The 33-year-old believes the sport is attracting more and more athletes as boys channel their extra energy into something positive, such as Wushu.
“Wushu is a discipline. My passion is to stay true to it. There are limitations, and there is a code. So free-style fighting also requires us to respect the techniques and the code,” said Maratib. “The match lasts for five minutes, but usually gets very tough. This sport has taught me a lot about life too. It’s like learning about our limitations.”
Maratib continued to impress after his debut, winning an improbable bronze in the 2006 Asian Games in the 65kg event. He was also able to defend his title successfully at the 2011 SAF games.

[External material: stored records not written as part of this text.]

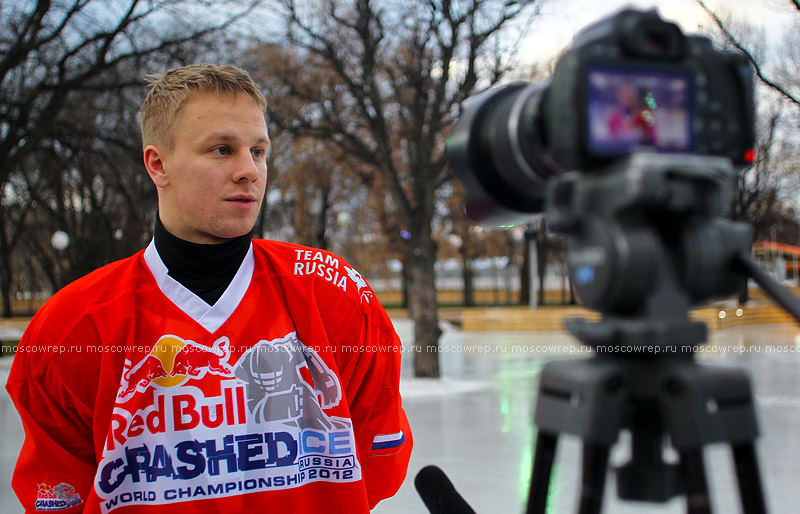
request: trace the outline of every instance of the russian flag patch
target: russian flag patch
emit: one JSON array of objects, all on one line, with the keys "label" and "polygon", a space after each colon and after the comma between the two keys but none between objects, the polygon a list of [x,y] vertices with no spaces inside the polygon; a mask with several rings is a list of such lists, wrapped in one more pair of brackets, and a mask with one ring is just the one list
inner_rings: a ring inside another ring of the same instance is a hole
[{"label": "russian flag patch", "polygon": [[403,432],[376,435],[372,439],[372,451],[370,452],[370,456],[394,455],[400,451],[405,440],[406,436]]}]

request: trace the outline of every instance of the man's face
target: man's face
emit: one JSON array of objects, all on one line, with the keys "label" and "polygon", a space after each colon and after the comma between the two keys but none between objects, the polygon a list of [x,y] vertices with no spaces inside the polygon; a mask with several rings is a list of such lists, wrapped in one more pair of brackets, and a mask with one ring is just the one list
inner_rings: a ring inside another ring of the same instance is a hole
[{"label": "man's face", "polygon": [[619,87],[619,90],[617,91],[617,99],[619,100],[620,105],[626,109],[632,109],[636,107],[636,91],[630,84],[625,83]]},{"label": "man's face", "polygon": [[195,243],[247,234],[267,182],[264,115],[247,95],[190,97],[178,111],[170,150],[148,146],[164,227]]}]

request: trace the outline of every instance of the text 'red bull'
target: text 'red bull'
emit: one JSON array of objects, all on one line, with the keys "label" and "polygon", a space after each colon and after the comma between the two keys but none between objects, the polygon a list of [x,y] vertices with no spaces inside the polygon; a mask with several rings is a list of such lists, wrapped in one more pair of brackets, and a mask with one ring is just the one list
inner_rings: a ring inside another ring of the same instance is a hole
[{"label": "text 'red bull'", "polygon": [[[189,390],[193,389],[193,390]],[[181,394],[155,394],[153,405],[128,417],[115,410],[111,416],[111,431],[106,448],[142,434],[180,432],[198,426],[217,428],[247,423],[245,386],[223,387],[221,396],[206,397],[191,386],[181,388]]]}]

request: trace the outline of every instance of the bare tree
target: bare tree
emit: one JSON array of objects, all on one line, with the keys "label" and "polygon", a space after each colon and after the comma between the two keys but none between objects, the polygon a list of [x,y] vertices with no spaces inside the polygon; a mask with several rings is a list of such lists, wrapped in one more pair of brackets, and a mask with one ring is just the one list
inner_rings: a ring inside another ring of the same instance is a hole
[{"label": "bare tree", "polygon": [[800,190],[800,3],[786,0],[776,8],[786,11],[792,27],[784,34],[777,52],[766,46],[763,29],[755,24],[712,11],[703,0],[721,36],[721,43],[743,52],[758,77],[756,162],[738,175],[734,217],[749,222],[756,239],[770,238],[776,227],[798,226],[797,209],[787,201]]},{"label": "bare tree", "polygon": [[[0,0],[0,190],[4,192],[0,291],[4,316],[12,314],[12,254],[20,241],[18,227],[29,212],[25,202],[33,198],[15,197],[13,189],[7,188],[12,177],[25,171],[31,179],[27,187],[32,187],[44,182],[33,176],[43,170],[31,166],[58,167],[58,161],[44,163],[42,159],[60,159],[68,152],[68,146],[53,143],[53,133],[65,116],[81,119],[75,95],[141,86],[140,73],[120,70],[140,70],[145,60],[155,55],[175,62],[186,43],[230,26],[252,7],[229,3],[233,8],[229,5],[223,16],[206,18],[213,23],[198,23],[204,4],[190,0]],[[67,109],[72,110],[67,113]],[[135,110],[129,115],[135,115]],[[46,143],[48,139],[50,143]],[[40,151],[41,155],[34,155]],[[51,185],[57,183],[51,178]]]},{"label": "bare tree", "polygon": [[[142,88],[73,93],[65,115],[20,166],[24,190],[35,200],[23,244],[52,290],[132,254],[150,236],[155,191],[142,170],[135,116],[143,94]],[[70,244],[53,252],[49,240],[58,230]]]},{"label": "bare tree", "polygon": [[[500,36],[540,2],[276,3],[294,50],[270,70],[271,117],[333,142],[363,163],[365,184],[385,187],[381,217],[389,239],[402,244],[415,375],[438,376],[433,220],[450,179],[445,133],[462,100],[509,70]],[[313,89],[309,76],[328,83]],[[287,103],[295,108],[280,109]]]},{"label": "bare tree", "polygon": [[358,209],[357,188],[348,187],[347,159],[338,148],[315,139],[280,138],[272,146],[284,154],[283,165],[271,170],[270,191],[279,191],[281,201],[270,210],[283,218],[274,221],[291,226],[298,244],[332,249],[339,225],[349,223],[339,214]]},{"label": "bare tree", "polygon": [[[786,0],[787,2],[787,9],[794,10],[797,14],[797,21],[796,23],[800,23],[800,0]],[[741,35],[736,34],[736,30],[731,27],[733,23],[730,20],[725,21],[722,19],[720,15],[716,12],[711,10],[703,0],[697,0],[697,3],[700,4],[700,7],[703,8],[706,13],[714,20],[714,24],[719,28],[722,34],[725,36],[725,39],[728,43],[731,44],[734,48],[742,52],[747,58],[750,60],[750,63],[753,65],[753,69],[755,70],[756,76],[761,81],[762,84],[766,85],[767,87],[771,88],[772,90],[776,91],[780,94],[783,98],[789,100],[790,102],[800,106],[800,94],[793,92],[798,89],[797,83],[797,76],[793,77],[795,84],[787,84],[786,82],[774,78],[769,71],[767,70],[768,66],[767,63],[764,62],[763,55],[759,55],[758,52],[753,51],[752,41],[746,41],[742,38]],[[800,53],[797,52],[797,40],[800,39],[800,36],[795,34],[795,37],[792,38],[794,41],[793,43],[787,43],[787,49],[794,48],[795,51],[790,52],[788,57],[796,59],[794,62],[795,66],[800,65]],[[787,55],[787,54],[784,54]],[[785,73],[778,72],[778,75],[782,75],[783,79],[786,79],[787,76]]]},{"label": "bare tree", "polygon": [[476,305],[475,261],[482,257],[507,257],[508,266],[520,266],[521,239],[518,231],[493,230],[475,225],[464,212],[465,191],[459,183],[448,184],[453,191],[447,198],[446,216],[439,224],[436,239],[440,258],[455,258],[461,267],[464,285],[462,303]]},{"label": "bare tree", "polygon": [[[800,159],[787,148],[780,134],[783,109],[771,105],[763,109],[756,142],[756,162],[738,174],[733,217],[753,227],[755,240],[767,239],[773,227],[798,225],[791,205],[784,202],[790,191],[798,190]],[[788,241],[786,241],[788,242]]]}]

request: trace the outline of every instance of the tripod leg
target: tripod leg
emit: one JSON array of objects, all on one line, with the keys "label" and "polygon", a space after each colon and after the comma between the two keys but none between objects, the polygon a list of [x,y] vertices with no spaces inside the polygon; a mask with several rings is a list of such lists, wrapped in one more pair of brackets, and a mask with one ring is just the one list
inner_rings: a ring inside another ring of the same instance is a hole
[{"label": "tripod leg", "polygon": [[734,444],[732,449],[736,479],[739,481],[739,494],[742,498],[742,511],[745,514],[766,514],[767,507],[754,444],[752,442]]},{"label": "tripod leg", "polygon": [[608,467],[608,446],[583,443],[583,477],[579,514],[600,514]]},{"label": "tripod leg", "polygon": [[711,500],[708,497],[708,483],[703,465],[703,449],[680,452],[681,471],[686,485],[687,514],[711,514]]},{"label": "tripod leg", "polygon": [[526,514],[545,514],[547,510],[547,492],[550,489],[550,473],[553,470],[557,443],[558,436],[555,434],[539,430],[536,435]]}]

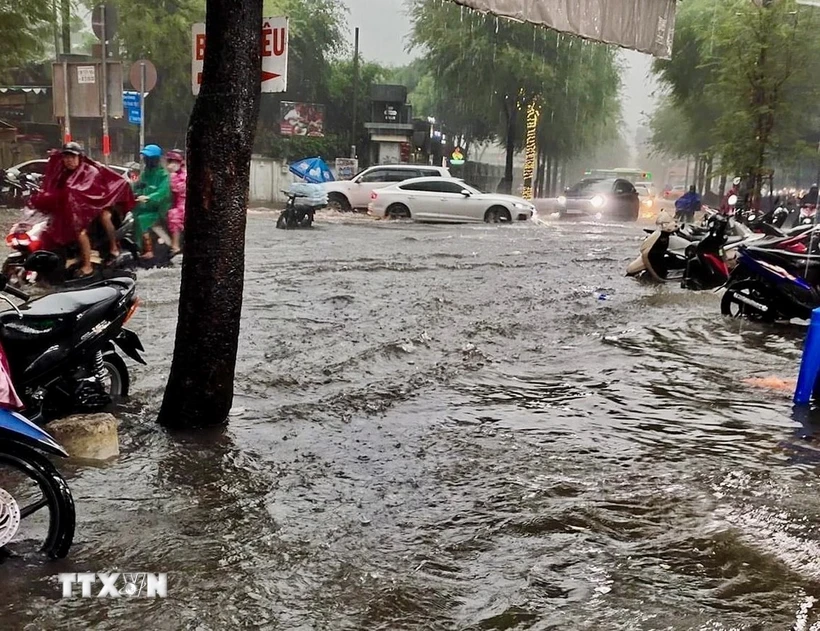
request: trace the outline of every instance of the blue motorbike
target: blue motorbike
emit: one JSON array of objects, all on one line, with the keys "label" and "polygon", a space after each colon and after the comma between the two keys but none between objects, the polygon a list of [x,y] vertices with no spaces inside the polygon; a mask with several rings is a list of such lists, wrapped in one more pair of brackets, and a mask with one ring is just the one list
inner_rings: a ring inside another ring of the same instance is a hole
[{"label": "blue motorbike", "polygon": [[71,548],[74,499],[47,454],[68,456],[37,425],[0,409],[0,561],[32,548],[60,559]]},{"label": "blue motorbike", "polygon": [[820,306],[820,256],[773,247],[783,241],[740,249],[721,300],[723,315],[762,322],[807,320]]}]

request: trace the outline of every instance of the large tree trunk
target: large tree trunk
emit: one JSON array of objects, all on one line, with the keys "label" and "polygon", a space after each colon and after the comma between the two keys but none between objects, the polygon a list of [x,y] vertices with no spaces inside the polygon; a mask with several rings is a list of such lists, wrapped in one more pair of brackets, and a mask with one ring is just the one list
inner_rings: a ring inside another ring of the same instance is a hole
[{"label": "large tree trunk", "polygon": [[547,191],[545,197],[552,197],[552,156],[547,156],[546,164],[544,165],[544,170],[546,171],[546,173],[544,174],[544,186]]},{"label": "large tree trunk", "polygon": [[544,170],[546,169],[547,152],[538,147],[538,170],[535,175],[535,196],[546,197],[544,188]]},{"label": "large tree trunk", "polygon": [[168,427],[224,423],[233,402],[251,150],[259,114],[262,0],[208,0],[202,85],[188,126],[185,258]]},{"label": "large tree trunk", "polygon": [[503,193],[506,195],[510,195],[512,193],[512,185],[513,185],[513,160],[515,158],[515,138],[516,138],[516,114],[517,110],[515,107],[515,97],[508,96],[505,108],[504,108],[506,117],[507,117],[507,132],[506,132],[506,139],[505,139],[505,151],[507,154],[506,165],[504,167],[504,179],[501,180],[501,186],[499,187],[498,192]]},{"label": "large tree trunk", "polygon": [[712,154],[709,154],[706,157],[706,185],[704,187],[704,189],[705,189],[704,192],[705,193],[711,193],[712,192],[712,179],[713,179],[712,171],[714,169],[714,163],[715,163],[714,156],[712,156]]}]

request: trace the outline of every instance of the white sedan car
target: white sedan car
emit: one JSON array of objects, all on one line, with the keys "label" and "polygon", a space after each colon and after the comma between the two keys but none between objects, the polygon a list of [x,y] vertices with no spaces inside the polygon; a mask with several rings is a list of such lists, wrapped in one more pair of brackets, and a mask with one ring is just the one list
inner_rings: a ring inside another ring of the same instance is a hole
[{"label": "white sedan car", "polygon": [[380,219],[506,223],[529,221],[535,206],[512,195],[482,193],[452,177],[418,177],[373,191],[368,212]]}]

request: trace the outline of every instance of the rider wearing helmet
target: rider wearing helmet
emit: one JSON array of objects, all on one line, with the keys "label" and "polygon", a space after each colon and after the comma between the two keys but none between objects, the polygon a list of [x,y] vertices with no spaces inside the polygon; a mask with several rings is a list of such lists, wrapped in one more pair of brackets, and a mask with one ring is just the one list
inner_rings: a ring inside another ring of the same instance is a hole
[{"label": "rider wearing helmet", "polygon": [[137,185],[139,206],[134,209],[134,241],[142,248],[142,257],[153,258],[154,252],[148,231],[165,215],[171,206],[171,182],[160,161],[162,149],[146,145],[140,152],[145,168]]},{"label": "rider wearing helmet", "polygon": [[171,174],[171,194],[173,202],[168,211],[168,230],[171,233],[171,256],[180,252],[180,235],[185,229],[185,189],[188,175],[185,172],[185,157],[174,149],[165,154],[165,163]]},{"label": "rider wearing helmet", "polygon": [[134,197],[114,171],[83,155],[82,147],[68,142],[49,158],[41,191],[32,206],[50,216],[49,242],[57,247],[76,243],[80,250],[79,275],[90,276],[91,239],[88,228],[97,218],[111,240],[111,254],[118,254],[111,209],[124,205],[130,209]]}]

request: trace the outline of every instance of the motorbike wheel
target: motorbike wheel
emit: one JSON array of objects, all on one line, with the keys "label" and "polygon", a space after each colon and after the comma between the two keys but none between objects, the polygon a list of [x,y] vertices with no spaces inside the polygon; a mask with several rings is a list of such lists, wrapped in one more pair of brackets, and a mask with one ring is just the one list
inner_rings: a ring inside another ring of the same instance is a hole
[{"label": "motorbike wheel", "polygon": [[0,442],[0,552],[42,540],[40,551],[61,559],[71,548],[75,524],[71,491],[48,458],[25,445]]},{"label": "motorbike wheel", "polygon": [[[762,304],[768,307],[768,310],[761,311],[738,299],[738,296]],[[765,287],[755,280],[742,280],[730,285],[720,300],[720,312],[731,318],[745,317],[756,322],[774,322],[776,318]]]},{"label": "motorbike wheel", "polygon": [[112,401],[127,397],[131,388],[131,377],[122,357],[114,351],[105,353],[103,367],[106,372],[105,390],[111,396]]},{"label": "motorbike wheel", "polygon": [[280,230],[287,230],[288,228],[293,227],[293,211],[289,208],[286,208],[282,211],[279,215],[279,219],[276,220],[276,227]]}]

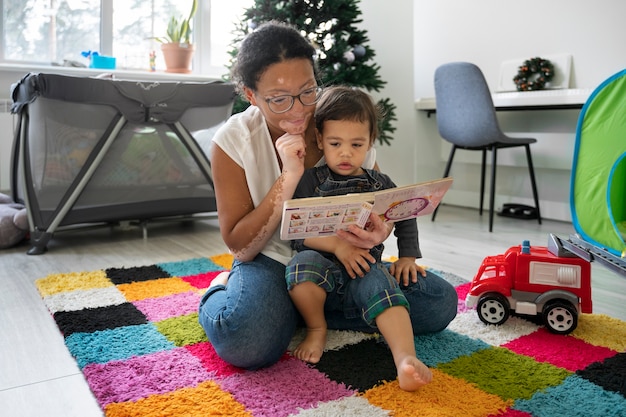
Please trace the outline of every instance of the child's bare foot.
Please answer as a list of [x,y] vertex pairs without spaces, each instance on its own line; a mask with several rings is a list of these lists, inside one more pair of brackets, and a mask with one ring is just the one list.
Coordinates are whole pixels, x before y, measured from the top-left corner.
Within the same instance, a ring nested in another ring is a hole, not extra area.
[[209,284],[209,288],[214,285],[226,285],[226,283],[228,282],[229,274],[229,271],[224,271],[217,274],[215,278],[213,278],[213,281],[211,281],[211,283]]
[[309,362],[318,363],[326,347],[326,328],[307,329],[306,337],[293,351],[293,356]]
[[405,357],[398,367],[398,382],[405,391],[415,391],[428,384],[433,374],[422,361],[413,356]]

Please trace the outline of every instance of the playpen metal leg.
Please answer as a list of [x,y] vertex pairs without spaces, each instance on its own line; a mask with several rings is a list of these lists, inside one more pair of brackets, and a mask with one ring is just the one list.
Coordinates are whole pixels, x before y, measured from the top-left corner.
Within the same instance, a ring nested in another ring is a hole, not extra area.
[[48,250],[48,242],[52,239],[52,233],[37,232],[31,233],[30,243],[31,247],[26,252],[28,255],[41,255]]

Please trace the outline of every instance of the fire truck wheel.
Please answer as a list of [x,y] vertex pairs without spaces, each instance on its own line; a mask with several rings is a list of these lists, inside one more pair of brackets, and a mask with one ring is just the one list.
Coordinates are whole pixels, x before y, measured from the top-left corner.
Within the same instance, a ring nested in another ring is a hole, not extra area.
[[509,300],[501,294],[489,293],[480,297],[477,305],[478,317],[485,324],[499,325],[509,318]]
[[567,301],[553,301],[543,308],[543,319],[552,333],[568,334],[578,326],[578,312]]

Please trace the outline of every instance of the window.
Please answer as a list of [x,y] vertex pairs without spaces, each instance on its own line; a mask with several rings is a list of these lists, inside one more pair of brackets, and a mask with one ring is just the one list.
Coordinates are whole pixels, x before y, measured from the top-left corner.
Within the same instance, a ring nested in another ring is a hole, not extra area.
[[[232,31],[253,0],[201,0],[194,19],[195,73],[225,72]],[[117,59],[119,69],[146,70],[171,16],[187,16],[191,0],[0,0],[0,63],[87,65],[83,51]]]

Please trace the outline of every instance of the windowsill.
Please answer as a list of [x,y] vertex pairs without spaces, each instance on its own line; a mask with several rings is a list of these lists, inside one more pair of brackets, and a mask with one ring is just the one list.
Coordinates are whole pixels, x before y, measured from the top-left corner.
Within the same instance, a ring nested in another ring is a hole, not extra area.
[[196,81],[206,82],[221,80],[220,75],[199,75],[199,74],[174,74],[164,71],[141,71],[126,69],[96,69],[62,67],[53,65],[25,65],[25,64],[0,64],[0,77],[9,77],[13,82],[18,81],[29,72],[60,74],[76,77],[95,77],[102,74],[112,74],[113,78],[130,81]]

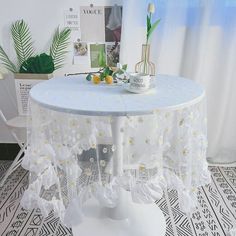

With a near flawless strategy and textbook technique, Maratib’s phenomenal rise in the national circuit has never been a surprise to anyone who has seen him train. He is especially known for his quick kicks, allowing him to catch his opponent off guard.
Maratib said that he might have not been able to become a professional free-style fighter in the MMA, but pursuing his passion made earning for his family easy for him too.
“I got a job with Wapda in 2000. It was, after all, because of Wushu. I made sure I became one of the top athletes in the sport and Wapda hired me,” he said. “I was offered to fight in China but could not leave as I was the sole provider for my family and therefore could not quit my job. It was a choice forced upon me, but I am not bitter.”
The 2014 Asiads in Incheon was the last time the world will ever see this small-town boy
compete in the Games and he will now be
concentrating on the national championships. Having been unable to realise his dream of competing in MMA, Maratib now hopes that he will be able to live it out through one of his students from Kasur.
“I want one of my own students to reach the highest level now,” he said. “I have 25 boys in Kasur, where we train. I believe that I was destined to win medals at Asian Games, but my students can win bigger events.”
Published in The Express Tribune, December 9th, 2014.